Estamos hechos para ayudar. Tenemos algo así –todos– como un impulso interior que nos lanza a hacer a otros el bien. Es verdad que a veces nos resistimos y negamos aquello que seríamos capaces de ofrecer. Pero entonces desde lo hondo se nos dice –con cierta añoranza– que la vida no va por ahí.
En esto de la ayuda hay algo que a todos nos iguala: nos fascina la ilusión de permanecer en la gratitud de los demás. Nos seduce la idea de que, aunque no nos lo digan (por eso de la humildad), al menos piensen con agradecimiento en nosotros. Porque llevamos dentro una herida que grita porque nuestra ayuda sea reconocida, recordada. Porque nuestra ayuda se note y se sepa.
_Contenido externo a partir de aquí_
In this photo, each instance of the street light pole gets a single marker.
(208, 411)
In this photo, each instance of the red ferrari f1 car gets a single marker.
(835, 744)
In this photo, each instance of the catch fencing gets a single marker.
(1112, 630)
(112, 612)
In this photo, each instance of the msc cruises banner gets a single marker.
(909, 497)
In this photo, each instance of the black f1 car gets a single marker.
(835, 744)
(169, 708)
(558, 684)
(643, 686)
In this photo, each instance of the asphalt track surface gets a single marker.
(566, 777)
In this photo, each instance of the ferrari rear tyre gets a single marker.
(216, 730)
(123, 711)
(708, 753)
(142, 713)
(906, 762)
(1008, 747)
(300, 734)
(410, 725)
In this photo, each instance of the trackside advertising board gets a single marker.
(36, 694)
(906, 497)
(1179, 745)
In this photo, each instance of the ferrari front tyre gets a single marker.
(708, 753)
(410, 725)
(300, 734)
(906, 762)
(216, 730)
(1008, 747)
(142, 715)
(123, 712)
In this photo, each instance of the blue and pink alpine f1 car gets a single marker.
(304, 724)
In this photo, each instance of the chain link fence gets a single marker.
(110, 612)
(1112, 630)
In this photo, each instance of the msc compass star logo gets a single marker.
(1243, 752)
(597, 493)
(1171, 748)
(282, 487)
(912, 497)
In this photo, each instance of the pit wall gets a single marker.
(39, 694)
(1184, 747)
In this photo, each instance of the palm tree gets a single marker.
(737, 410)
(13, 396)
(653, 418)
A mí al menos me pasa. Y en esos momentos intento volver a la misa con más atención. A un gesto inadvertido pero que perfila en trazo fino cómo nos perfecciona la gracia de Dios: en cada eucaristía, al preparar los dones, el sacerdote echa en el cáliz vino y, además, un poco de agua.
Pues bien, en cuanto se vierte, el agua queda tan unida al vino que ya no se puede distinguir. Al lado del vino, el agua nunca será recordada, ni siquiera reconocida. El agua nunca será protagonista de la eucaristía, sino participante. A nuestros ojos, desaparece. Y así está bien.
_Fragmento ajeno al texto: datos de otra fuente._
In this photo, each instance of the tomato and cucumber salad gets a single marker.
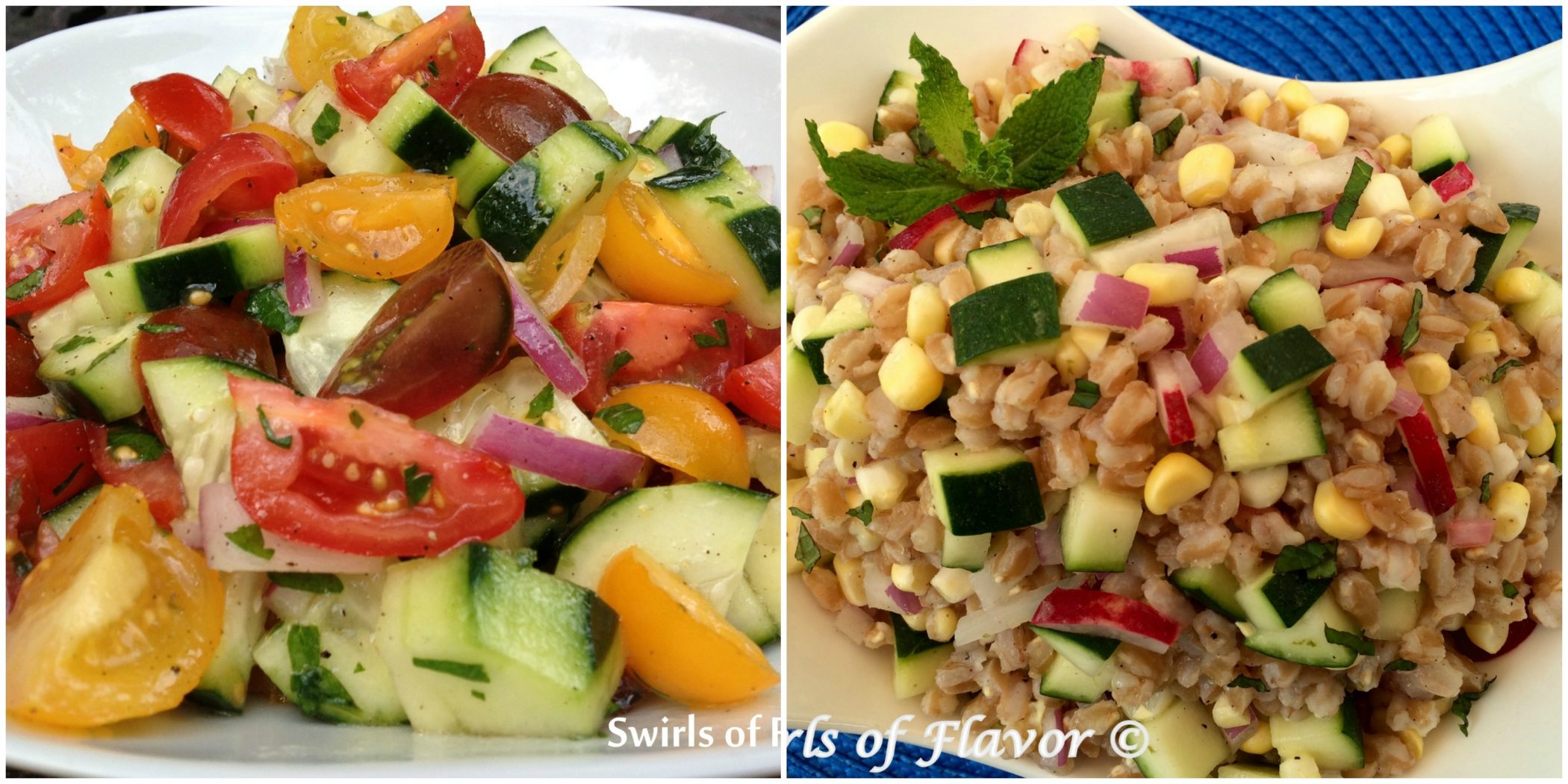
(399, 322)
Nuestra ayuda también puede ser así. Podemos ayudar sin que se sepa y sin que se note. Sin suspirar por ser reconocidos ni recordados. Sin desasosegarnos por permanecer en la gratitud de los demás. Podemos ayudar sin necesitar ser protagonistas, sino simples participantes de un proyecto –el del Reino– que no es nuestro, sino de Dios. Podemos amar así. Podemos ayudar mucho, cada vez más, cada vez mejor… y luego desaparecer.